In short, avoid over-watering, and they’re about as low-care and bullet-proof as any plant.
Unlike hydrangeas or roses, succulents aren’t a related family of plants but rather a loosely defined type of plant with similar characteristics – specifically, ones with fleshy foliage or bulbous stems that give them the ability to survive dry conditions.
Think species such as cactus, aloe, sedum, and the old-fashioned favorite “hens and chicks” (a type of sempervivum).
These plants have evolved in arid spots all over the globe – everywhere except Antarctica.
Read George’s post on The Beauty of – Believe It or Not – Desert Plants
Succulents have become increasingly popular the last few years, especially as reluctant, newbie and/or low-care-seeking gardeners discover their merits and ready availability, including at box stores.
Succulents are naturals for rock gardens, but most of them do well lining hot driveways or covering the ground on sunny slopes.
The recent wave of interest finds them as container favorites – less-fussy and harder-to-kill alternatives to annual flowers in pots, window boxes and hanging baskets. So if you’ve never considered anything other than annual flowers in your summer pots, give succulents a thought this May.
The big advantage in pots is that succulents don’t need the daily watering that flowers do.
And they’re interesting enough that they’re as attractive to experienced plant geeks as they are to black-thumbed beginners.
If you’re going to kill a succulent, it’s usually from too much TLC – primarily too much water.
Don’t water succulents too often or too much, and make sure your containers have drainage holes in the bottom. Soggy soil is the kiss of death to most succulents.
A good rule of thumb: soak them when the soil goes dry, then let them alone until the soil dries again.
In a pot, that might equate to once every 5 to 7 days in summer. In the ground, a succulent usually survives without any supplemental watering.
Remember, succulents DO need water. They just don’t need it as often as most plants.
Also important is using a well drained potting medium for container-grown succulents in the first place. Use a “gritty mix” that’s a blend of bark fines, chicken grit and mineral fragments, such as calcinated or baked clay fragments.
Some succulent growers use aquarium soil or a bagged soil conditioner with grit in the mix. Easier still is buying bags of cactus mix instead of standard potting soil or potting mix.
Most succulents are light feeders as well as light drinkers. In a pot, a gradual-release fertilizer at planting and a diluted, balanced fertilizer two or three times during the growing season is usually plenty.
Succulents in the ground usually need no supplemental fertilizer.
Another benefit to succulents is that most of them are easy to propagate.
Many send out babies (also called “offsets” or “pups”) that can be dug, broken off and planted on their own – even without roots.

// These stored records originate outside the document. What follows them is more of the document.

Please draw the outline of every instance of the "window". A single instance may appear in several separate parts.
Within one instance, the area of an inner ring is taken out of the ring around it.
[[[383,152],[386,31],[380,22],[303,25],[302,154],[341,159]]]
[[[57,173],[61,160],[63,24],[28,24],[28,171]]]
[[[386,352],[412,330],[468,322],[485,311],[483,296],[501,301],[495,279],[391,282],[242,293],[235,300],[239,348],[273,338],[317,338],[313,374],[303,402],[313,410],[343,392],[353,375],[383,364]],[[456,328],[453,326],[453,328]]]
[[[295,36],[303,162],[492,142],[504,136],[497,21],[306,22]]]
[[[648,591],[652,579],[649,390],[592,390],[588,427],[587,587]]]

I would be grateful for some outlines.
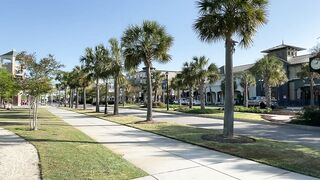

Others will root from tip cuttings, and some will grow roots from pinched-off leaves that are simply set on top of the same gritty mix used to grow potted succulents.
One other important thing to know about succulents is that some of them are cold-hardier than others. Some withstand our winters while most are tropicals that need to go inside during cold winters or treated as annuals.
A few of my favorites:
Hardy succulents: Hens and chicks (Sempervivum arachnoideum), ice plant (Delosperma), and most creeping sedums, especially my favorite sunny groundcover, sedum ‘Angelina,’ and the whole SunSparkler series.
Non-freeze-hardy succulents: black tree aeonium ‘Swartkop,’ most cactuses (I especially like yellow barrel cactus), red salad bowl (Aeonium urbicum rubrum), paddle plant (Kalanchoe luciae), jelly bean plant (Sedum rubrotinctum), jade plant (Crassula ovata), string of pearls (Senecio rowleyanus), blue chalk sticks (Senecio mandraliscae), lithops (nicknamed “living rocks” because they look like rocks), and just about any echeveria, aloe, or euphorbia.